Danny McRorie

Personal information
- Full name: Daniel McRorie
- Date of birth: 25 June 1906
- Place of birth: Hutchesontown, Scotland
- Date of death: 26 July 1963 (aged 57)
- Position(s): Outside right

Youth career
- Queen's Park Strollers

Senior career*
- Years: Team / Apps / (Gls)
- 1926–1927: Airdrieonians / 8 / (5)
- 1927–1928: Stenhousemuir / 26 / (4)
- 1928: Alloa Athletic / 9 / (5)
- 1928–1930: Morton / 76 / (51)
- 1930–1933: Liverpool / 33 / (6)
- 1933: Rochdale / 5 / (0)
- 1933: Morton / 1 / (1)
- 1934–1936: Runcorn
- Total:  / 158 / (72)

International career
- 1930: Scottish Football League XI / 1 / (0)
- 1930: Scotland / 1 / (0)

= Danny McRorie =

Scottish footballer

Daniel McRorie (25 June 1906 – 26 July 1963) was a Scottish footballer who played as an outside right for clubs including Liverpool in the Football League.

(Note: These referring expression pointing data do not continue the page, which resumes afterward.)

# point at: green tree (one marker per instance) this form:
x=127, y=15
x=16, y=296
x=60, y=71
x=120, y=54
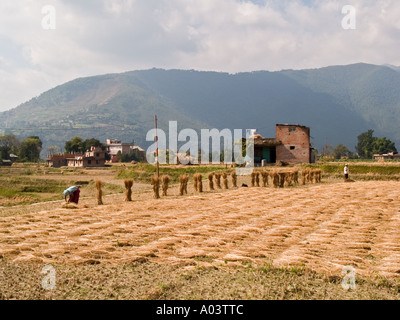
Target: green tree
x=368, y=145
x=364, y=145
x=75, y=145
x=341, y=151
x=92, y=142
x=30, y=149
x=8, y=144
x=383, y=145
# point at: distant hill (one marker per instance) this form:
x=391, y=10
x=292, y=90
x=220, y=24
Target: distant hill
x=337, y=103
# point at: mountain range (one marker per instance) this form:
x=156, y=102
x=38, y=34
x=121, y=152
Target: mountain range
x=337, y=103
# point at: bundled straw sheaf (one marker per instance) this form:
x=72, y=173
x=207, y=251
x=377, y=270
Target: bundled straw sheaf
x=211, y=181
x=198, y=182
x=128, y=189
x=165, y=179
x=99, y=192
x=218, y=179
x=183, y=180
x=155, y=182
x=275, y=179
x=234, y=179
x=225, y=180
x=265, y=175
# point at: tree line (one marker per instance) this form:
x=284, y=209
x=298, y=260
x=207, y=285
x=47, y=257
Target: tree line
x=28, y=149
x=367, y=146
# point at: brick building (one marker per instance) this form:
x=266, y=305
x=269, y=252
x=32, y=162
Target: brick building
x=96, y=157
x=291, y=145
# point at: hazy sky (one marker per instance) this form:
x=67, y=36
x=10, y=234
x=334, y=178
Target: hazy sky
x=41, y=48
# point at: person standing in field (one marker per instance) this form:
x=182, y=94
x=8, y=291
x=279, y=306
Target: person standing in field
x=73, y=193
x=346, y=172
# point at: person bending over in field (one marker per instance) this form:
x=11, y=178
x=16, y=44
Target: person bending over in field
x=72, y=193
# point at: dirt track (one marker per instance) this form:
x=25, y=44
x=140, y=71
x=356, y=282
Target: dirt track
x=323, y=226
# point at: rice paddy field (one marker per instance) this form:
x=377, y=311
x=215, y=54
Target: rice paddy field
x=291, y=241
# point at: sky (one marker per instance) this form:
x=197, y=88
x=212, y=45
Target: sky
x=45, y=43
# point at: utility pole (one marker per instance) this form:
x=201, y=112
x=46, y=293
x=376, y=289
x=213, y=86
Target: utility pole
x=157, y=164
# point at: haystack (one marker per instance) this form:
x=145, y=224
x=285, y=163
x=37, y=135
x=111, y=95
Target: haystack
x=165, y=179
x=99, y=193
x=128, y=189
x=155, y=182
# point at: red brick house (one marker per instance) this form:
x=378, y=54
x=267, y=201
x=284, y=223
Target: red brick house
x=96, y=157
x=291, y=145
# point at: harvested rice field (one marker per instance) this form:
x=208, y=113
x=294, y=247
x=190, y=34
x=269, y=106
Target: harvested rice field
x=316, y=228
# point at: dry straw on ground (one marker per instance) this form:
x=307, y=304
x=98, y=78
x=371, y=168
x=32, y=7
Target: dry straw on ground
x=234, y=179
x=264, y=176
x=198, y=182
x=99, y=192
x=128, y=189
x=218, y=177
x=183, y=180
x=165, y=179
x=155, y=182
x=225, y=180
x=324, y=226
x=210, y=181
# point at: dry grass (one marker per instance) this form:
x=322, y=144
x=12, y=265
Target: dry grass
x=210, y=177
x=155, y=182
x=165, y=179
x=218, y=176
x=128, y=189
x=234, y=179
x=323, y=226
x=312, y=228
x=99, y=192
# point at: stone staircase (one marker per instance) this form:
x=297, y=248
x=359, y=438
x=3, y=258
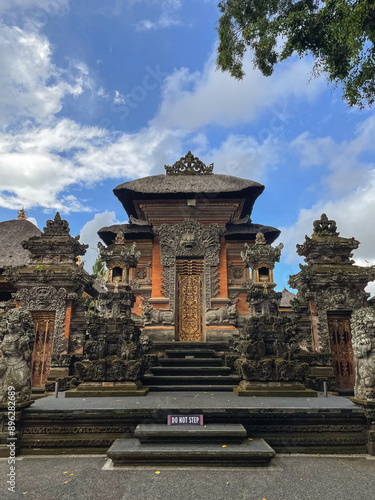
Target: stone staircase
x=224, y=445
x=190, y=369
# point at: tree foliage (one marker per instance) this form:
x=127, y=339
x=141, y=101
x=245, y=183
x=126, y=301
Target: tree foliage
x=99, y=269
x=339, y=34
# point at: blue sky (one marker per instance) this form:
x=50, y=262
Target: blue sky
x=95, y=93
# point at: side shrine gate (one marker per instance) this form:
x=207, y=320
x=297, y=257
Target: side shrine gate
x=190, y=302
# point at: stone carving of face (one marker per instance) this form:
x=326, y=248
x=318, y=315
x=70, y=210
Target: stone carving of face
x=188, y=241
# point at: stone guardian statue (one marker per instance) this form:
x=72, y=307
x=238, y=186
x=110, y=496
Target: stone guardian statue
x=17, y=335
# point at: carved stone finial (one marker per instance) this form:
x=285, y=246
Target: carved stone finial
x=260, y=239
x=189, y=165
x=21, y=214
x=57, y=227
x=120, y=239
x=325, y=227
x=363, y=339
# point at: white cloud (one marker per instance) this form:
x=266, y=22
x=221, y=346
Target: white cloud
x=33, y=221
x=49, y=6
x=89, y=235
x=118, y=98
x=167, y=18
x=32, y=87
x=245, y=156
x=353, y=216
x=195, y=99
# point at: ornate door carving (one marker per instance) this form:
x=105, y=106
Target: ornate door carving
x=189, y=300
x=44, y=322
x=342, y=351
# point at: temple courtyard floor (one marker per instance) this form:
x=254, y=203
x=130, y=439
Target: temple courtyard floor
x=296, y=476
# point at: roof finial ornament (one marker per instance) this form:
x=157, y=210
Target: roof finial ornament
x=189, y=165
x=21, y=214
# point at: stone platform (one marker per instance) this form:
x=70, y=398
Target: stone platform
x=288, y=425
x=246, y=454
x=107, y=389
x=274, y=389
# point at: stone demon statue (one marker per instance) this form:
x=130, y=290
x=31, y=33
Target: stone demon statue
x=363, y=330
x=16, y=340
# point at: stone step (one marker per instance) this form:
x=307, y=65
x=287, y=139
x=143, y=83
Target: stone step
x=192, y=388
x=196, y=353
x=212, y=345
x=213, y=433
x=191, y=370
x=190, y=362
x=149, y=380
x=255, y=452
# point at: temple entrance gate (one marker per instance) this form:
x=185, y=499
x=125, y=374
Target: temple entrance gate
x=342, y=351
x=44, y=322
x=189, y=303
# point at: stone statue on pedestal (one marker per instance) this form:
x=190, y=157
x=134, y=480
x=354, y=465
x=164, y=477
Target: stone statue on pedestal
x=363, y=340
x=16, y=340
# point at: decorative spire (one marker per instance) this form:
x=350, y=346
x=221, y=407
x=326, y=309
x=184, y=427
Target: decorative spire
x=21, y=214
x=189, y=165
x=57, y=227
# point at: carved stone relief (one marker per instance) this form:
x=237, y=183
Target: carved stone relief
x=363, y=339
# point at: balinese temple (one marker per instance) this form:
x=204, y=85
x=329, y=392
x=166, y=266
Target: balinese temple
x=190, y=226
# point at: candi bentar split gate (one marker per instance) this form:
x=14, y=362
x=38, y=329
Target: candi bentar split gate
x=189, y=303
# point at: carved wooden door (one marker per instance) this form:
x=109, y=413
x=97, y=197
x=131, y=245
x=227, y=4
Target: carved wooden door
x=342, y=351
x=189, y=303
x=44, y=322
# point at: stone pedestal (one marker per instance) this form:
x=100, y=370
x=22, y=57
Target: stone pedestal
x=107, y=389
x=274, y=389
x=369, y=407
x=10, y=440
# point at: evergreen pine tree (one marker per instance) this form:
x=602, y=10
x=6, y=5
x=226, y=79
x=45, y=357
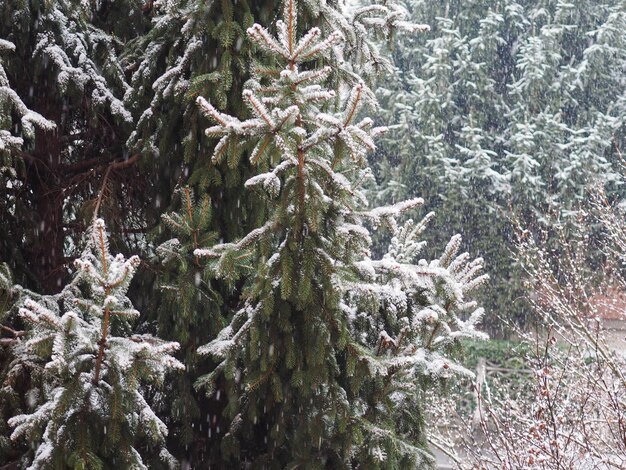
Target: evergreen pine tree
x=62, y=127
x=324, y=360
x=497, y=115
x=89, y=407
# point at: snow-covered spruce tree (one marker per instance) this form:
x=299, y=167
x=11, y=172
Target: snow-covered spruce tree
x=62, y=128
x=90, y=408
x=201, y=48
x=505, y=105
x=324, y=361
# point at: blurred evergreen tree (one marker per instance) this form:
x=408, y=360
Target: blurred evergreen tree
x=505, y=110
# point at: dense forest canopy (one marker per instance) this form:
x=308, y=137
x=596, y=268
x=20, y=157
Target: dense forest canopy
x=252, y=234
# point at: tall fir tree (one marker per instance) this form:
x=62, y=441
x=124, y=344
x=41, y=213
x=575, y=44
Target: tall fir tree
x=323, y=362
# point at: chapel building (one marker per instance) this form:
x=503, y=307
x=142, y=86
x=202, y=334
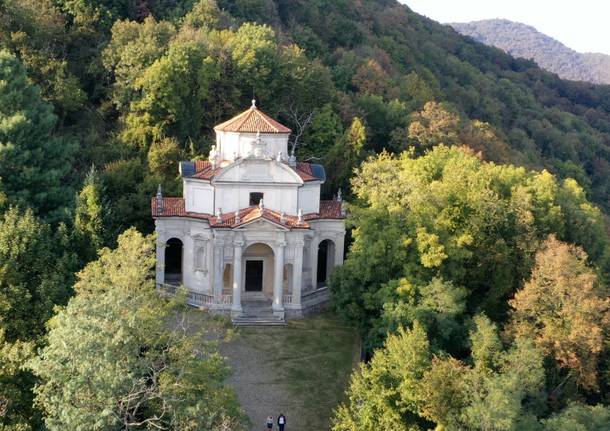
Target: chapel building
x=250, y=235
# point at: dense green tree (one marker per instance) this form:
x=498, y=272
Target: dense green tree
x=36, y=31
x=121, y=356
x=384, y=394
x=89, y=216
x=324, y=131
x=344, y=156
x=34, y=162
x=566, y=310
x=406, y=387
x=133, y=48
x=449, y=215
x=35, y=275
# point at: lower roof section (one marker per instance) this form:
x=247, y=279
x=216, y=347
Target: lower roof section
x=174, y=207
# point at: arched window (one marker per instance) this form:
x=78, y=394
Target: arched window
x=326, y=261
x=173, y=261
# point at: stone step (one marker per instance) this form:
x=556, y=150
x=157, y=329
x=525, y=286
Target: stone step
x=258, y=321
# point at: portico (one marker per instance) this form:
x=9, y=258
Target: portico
x=250, y=232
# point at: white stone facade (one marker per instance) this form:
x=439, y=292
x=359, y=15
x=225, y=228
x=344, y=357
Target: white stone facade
x=250, y=225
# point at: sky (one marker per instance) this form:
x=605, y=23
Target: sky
x=581, y=25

McRorie started his career with Queen's Park Strollers, before he moved to Airdrieonians, Stenhousemuir, Alloa Athletic and then Morton, where he enjoyed a prolific scoring spell in the 1928–29 Scottish Division Two season (27 goals in 36 appearances) as the club gained promotion, followed by another in the top tier at the start of 1930–31 (18 goals from 13 games) which drew attention from English clubs.

He moved to Liverpool in November 1930 and made three appearances during his debut season; he played 25 out of 29 league matches during the 1931–32 season, but only made five appearances in the next season and was sold in 1933.

McRorie was selected once by Scotland, in a 1–1 draw with Wales in the 1930–31 British Home Championship. He also played once for the Scottish Football League XI.